Please take the time to watch this amazing talk by another one of my heroes, David Butler. He covers body maps, neuroplasticity, neuro-immune connections, healthy immune influences (including diet and exercise but also beliefs, social interactions, humour, “homoncular refreshment”), movement, “smudging” of bodymaps (reduced proprioceptive discrimination), context and memory, and the overall complexity of pain with between 4-500 brain areas active in pain states, all of which contribute to the overall feelings of danger or safety, and all of which are changeable. If you’ve trained with me in the last few years you’ll recognise and understand better a lot of the things we’ve been doing – exploring the body and three-dimensional space through movement, building community, using humour, creating a safe and healthy and magical context, honouring our personal stories and the history of our species to “re-enchant” our bodies and the world. If you have ever experienced pain in your life or if you know anyone who has, you really need to know this stuff. Please watch it and share it around.

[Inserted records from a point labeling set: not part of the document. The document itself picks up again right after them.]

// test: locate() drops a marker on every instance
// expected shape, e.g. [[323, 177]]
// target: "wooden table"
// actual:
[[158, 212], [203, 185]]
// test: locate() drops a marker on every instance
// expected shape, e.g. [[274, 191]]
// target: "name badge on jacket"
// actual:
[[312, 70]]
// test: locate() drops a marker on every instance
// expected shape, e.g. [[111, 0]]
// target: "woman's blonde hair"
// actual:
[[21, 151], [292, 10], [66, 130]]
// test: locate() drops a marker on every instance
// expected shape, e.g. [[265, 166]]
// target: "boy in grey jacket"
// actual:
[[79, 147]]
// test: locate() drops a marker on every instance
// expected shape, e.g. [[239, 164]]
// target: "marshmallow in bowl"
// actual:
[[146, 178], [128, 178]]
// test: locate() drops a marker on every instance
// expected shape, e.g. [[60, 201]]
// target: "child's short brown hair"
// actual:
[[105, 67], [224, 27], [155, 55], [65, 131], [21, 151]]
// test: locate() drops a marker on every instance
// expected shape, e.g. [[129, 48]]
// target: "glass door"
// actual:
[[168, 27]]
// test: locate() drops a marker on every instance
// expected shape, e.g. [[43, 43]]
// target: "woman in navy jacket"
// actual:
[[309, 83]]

4 Replies to “David Butler on using the brain to treat pain”

  1. Dear Simon,
    thank you for your great thoughts on the relation of movement and ecology!

    My girlfriend currently writes her doctor thesis on the benefits of children learning within nature. Could you sent me a links on the studies you mentioned, which prove that we gain an empathic understanding for other animals via movements/mirror neurons?

    Thank you!


  2. Hello Lucas!

    Here is an article about some studies comparing the mirror neuron system responses in Capoeira players and Ballet dancers, watching people perform either Capoeira or Ballet. They found that each person’s mirror neuron system responds much more strongly to the movements that they are most familiar with. The extrapolation into animal mimicry then is my own theory, and as yet I have not seen any neuroscience looking into this, nor read of any neuroscientists even mentioning it. If you find any, please let me know!

  3. How can I get in touch with David Butler. The NOI website does not provide any contact e-mail or phone information.

  4. Hi Keith. I’m not sure how to get in touch with David Butler other than through NOI, although he does have a clinical practice in Adelaide I believe, so you might just be able to look him up in the phonebook!